Writing Fuzz Targets for Wallets: Avoiding Known Issues

Posted by bruno

Mar 3, 2026/22:32 UTC

Fuzzing Bitcoin wallets presents unique challenges compared to fuzzing parsers or single functions, due to their stateful nature, persistence, cryptographic operations, and dependence on chain state. Optimizing fuzz testing for such applications is essential to avoid performance and determinism issues. One significant optimization involves reducing the keypool size to a minimum when fuzzing. The keypool in Bitcoin wallets, like Bitcoin Core, is a pre-generated set of keys for future address generation, which can become costly in fuzzing contexts due to unnecessary HD key derivations and database interactions. By setting the keypool size to 1, unnecessary pre-allocations are avoided without hindering correct wallet behavior, significantly improving fuzzing efficiency.

Descriptor and miniscript parsing also require careful handling during fuzzing. Unbounded fuzz input can lead to computationally intensive parsing and validation, overshadowing more relevant wallet behaviors. Constraining descriptor complexity by limiting wrapper depth, subfragment counts, and derivation ranges helps focus fuzzing efforts on meaningful wallet operations rather than parser performance. Using structured input generators or custom mutators to enforce these constraints from the start further enhances fuzzing effectiveness.

Mocking the fee estimator and avoiding wallet encryption/decryption during fuzzing are other critical strategies for maintaining performance. Fuzz targets should replace real fee estimation logic with fuzz-controlled values to explore all code paths efficiently. Since wallet encryption is computationally expensive, it's advisable to work with unencrypted wallets unless specifically testing encryption-related behaviors. This approach allows for higher iteration rates and more focused fuzzing campaigns.

Efficient fuzzing also entails minimizing disk I/O and nondeterminism introduced by database-backed operations. Bitcoin Core achieves this by using mockable database backends for wallet fuzzing. Creating a "wrapped wallet" fixture that initializes a minimalistic, deterministic wallet setup for each fuzz iteration can drastically reduce setup overhead. This setup includes forcing descriptor mode, initializing chain-related state, reducing keypool size, and importing a controlled set of descriptors. Such optimizations allow fuzz targets to concentrate computational resources on testing wallet operations rather than repeatedly handling wallet setup tasks.

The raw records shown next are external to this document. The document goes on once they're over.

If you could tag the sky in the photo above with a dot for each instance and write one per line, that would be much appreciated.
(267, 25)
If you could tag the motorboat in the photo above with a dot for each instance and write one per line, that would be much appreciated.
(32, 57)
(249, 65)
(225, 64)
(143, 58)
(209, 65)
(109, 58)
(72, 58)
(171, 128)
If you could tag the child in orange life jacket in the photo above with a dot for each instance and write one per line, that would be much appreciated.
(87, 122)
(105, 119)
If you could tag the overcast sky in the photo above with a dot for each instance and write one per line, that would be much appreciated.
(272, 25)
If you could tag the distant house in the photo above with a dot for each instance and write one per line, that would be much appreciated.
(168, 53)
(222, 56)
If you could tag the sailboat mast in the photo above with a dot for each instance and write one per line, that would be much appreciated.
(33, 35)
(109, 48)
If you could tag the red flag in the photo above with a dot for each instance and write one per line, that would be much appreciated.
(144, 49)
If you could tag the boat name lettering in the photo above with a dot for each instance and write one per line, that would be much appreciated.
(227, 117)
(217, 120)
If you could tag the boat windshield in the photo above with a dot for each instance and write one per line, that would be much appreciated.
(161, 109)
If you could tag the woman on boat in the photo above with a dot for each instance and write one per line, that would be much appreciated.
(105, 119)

Overall, effective fuzzing of Bitcoin wallets requires not just random input generation but strategic avoidance of performance and determinism pitfalls. Through optimizations like minimizing keypool size, constraining descriptor complexity, mocking fee estimators, bypassing encryption routines, using in-memory databases, and employing wrapped wallet fixtures, fuzzing efforts can be significantly more productive, focusing on uncovering meaningful vulnerabilities and behavior insights.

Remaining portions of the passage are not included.